I'm not a pro at hiring, but I have a very different approach based on what ultimately ends up being useful in an employee over the longer term for us.
If you're building a garbage collector, or a high performance graph database, then by all means, ask your candidates to whiteboard algorithms for you. Fizz buzz the crap out of them. In fact hiring for that type of position must be ridiculously hard and I'm not qualified to address it.
If however you're building CRUD apps in Rails or SPAs in React, you may want to take a different approach. One that prefers maturity, discipline, and self-motivation over pure intelligence or proficiency with Haskell.
This comes from personal experience hiring very smart people who lack some of these other values. It's never worked out well in the long haul.
I also think that there are a lot of really smart people who will just suck at those algo type interview questions because it can be a bit nerveracking and as you can already see from some replies to this thread, it can be taken as offensive (even if you don't think it is). Making your candidate (more) nervous and / or defensive and you're limiting your ability to find out about their other virtues.
I agree but usually the type of questions I asked are geared towards what I'm interviewing for. Whiteboard problems are just jumping off points, from there the problem can go so many directions based off of that person, their experience, what's important to them, etc.

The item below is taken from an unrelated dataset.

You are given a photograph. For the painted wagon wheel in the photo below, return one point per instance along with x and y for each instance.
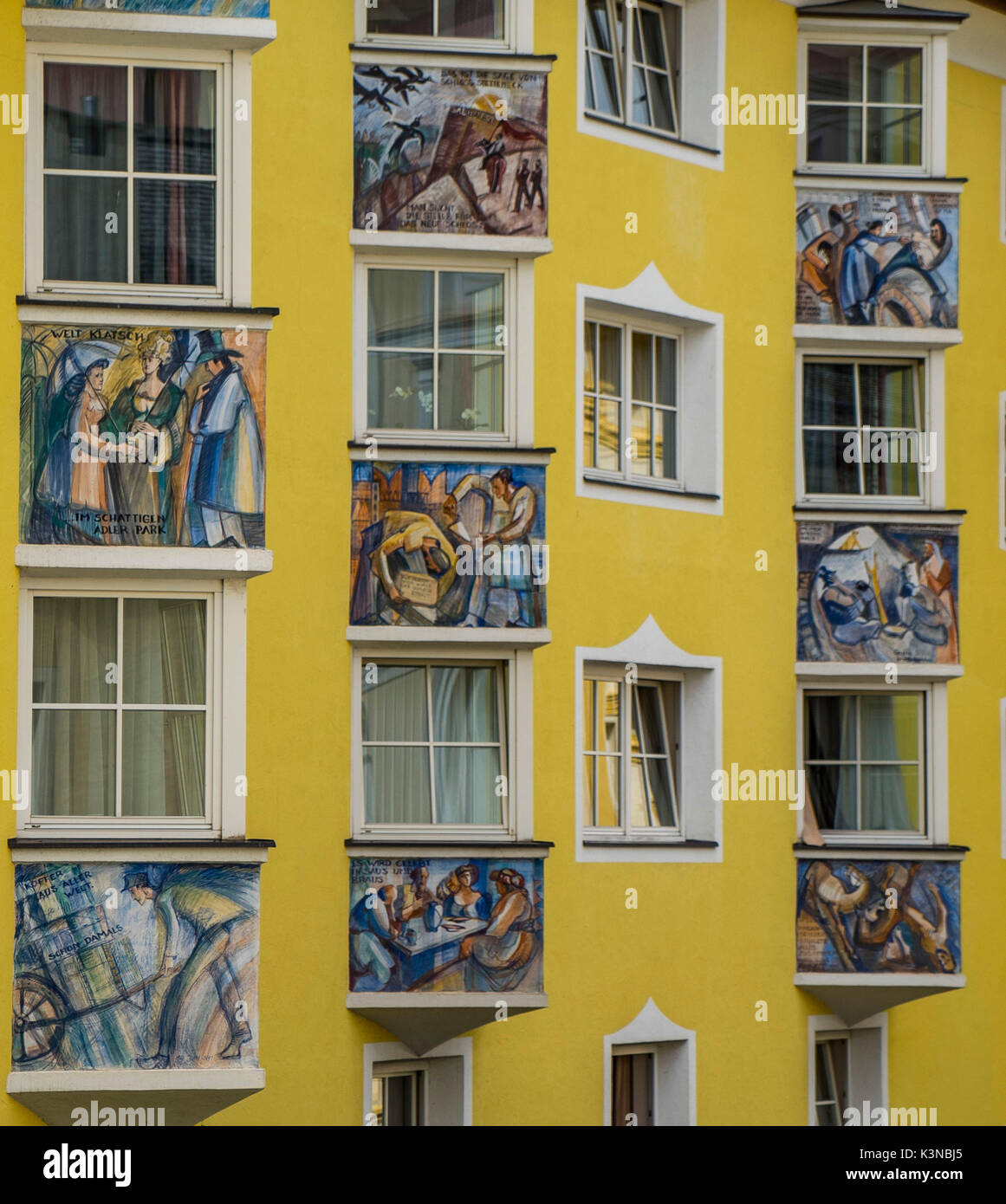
(39, 1019)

For a CRUD full stack app, you're right I really don't care about your ability to write a search function since SQL will do that for you just fine - in fact, for the most part algorithms are probably not even part of the interview. I may ask them to still start solving a really simple problem -- it may or may not make it all the way to code. If someone starts writing/mapping out their database first that tells me something, I can ask why they are breaking their objects where they are, etc.
I like to ask "what's important" in the context of components - I use the example of a bunch of HTML documents to frame the context. If I'm looking at 10 similar HTML documents, what can I do to find important information? (Strip out things that are the same). So if I'm doing 10 interviews, what do you think is going to be the same (user/session management if there are accounts would be an example) and what do you think will allow you to differentiate yourself? For some people, they'll think about what they're strong in and how it applies to the problem, for others they'll focus on the problem space.

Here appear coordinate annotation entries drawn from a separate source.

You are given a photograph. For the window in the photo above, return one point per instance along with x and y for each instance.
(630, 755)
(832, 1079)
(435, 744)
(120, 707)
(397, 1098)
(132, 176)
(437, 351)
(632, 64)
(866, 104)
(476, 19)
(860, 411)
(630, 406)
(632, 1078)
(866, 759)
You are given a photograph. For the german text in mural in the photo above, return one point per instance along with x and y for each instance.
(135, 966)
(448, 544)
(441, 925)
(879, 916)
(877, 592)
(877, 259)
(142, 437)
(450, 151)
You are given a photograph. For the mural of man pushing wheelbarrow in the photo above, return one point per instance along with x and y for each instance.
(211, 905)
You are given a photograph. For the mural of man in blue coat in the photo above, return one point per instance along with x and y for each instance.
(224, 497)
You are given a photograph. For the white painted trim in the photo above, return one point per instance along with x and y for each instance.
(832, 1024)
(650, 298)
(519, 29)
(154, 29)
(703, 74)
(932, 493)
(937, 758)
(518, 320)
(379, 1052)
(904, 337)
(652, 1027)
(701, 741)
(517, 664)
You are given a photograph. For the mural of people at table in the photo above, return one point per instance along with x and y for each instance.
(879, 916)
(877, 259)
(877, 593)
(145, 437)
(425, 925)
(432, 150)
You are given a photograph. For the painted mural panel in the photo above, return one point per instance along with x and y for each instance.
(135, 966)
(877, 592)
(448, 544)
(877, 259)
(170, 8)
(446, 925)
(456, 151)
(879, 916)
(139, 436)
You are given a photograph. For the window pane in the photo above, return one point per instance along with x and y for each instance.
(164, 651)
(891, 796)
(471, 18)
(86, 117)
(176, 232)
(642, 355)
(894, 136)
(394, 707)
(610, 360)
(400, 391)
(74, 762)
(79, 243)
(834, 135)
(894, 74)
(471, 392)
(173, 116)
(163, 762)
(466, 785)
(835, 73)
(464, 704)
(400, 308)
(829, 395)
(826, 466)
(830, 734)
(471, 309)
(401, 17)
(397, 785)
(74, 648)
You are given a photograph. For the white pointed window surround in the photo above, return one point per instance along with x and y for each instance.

At this point you've spent 15-25 minutes talking if they're a good candidate and written no code by starting with the "write code" question -- I think you could get a great 60m interview without writing any code even though you started with a "write code" problem.
My opinion on interview questions is they're just conversation starters -- if you just go down a list of questions I just don't think its a successful interview. I really like VERY open ended questions where the candidate can have a chance to tell me why they're great. I really try to only have 3 or 4 questions for the interview and hope to only get to 1 or 2.
A better analogy of what Whiteboarding can effectively used for: "On this job, you'll have to apply varnish in these certain places with very low ventilation, directly above a daycare, what techniques could you use to minimize fumes?"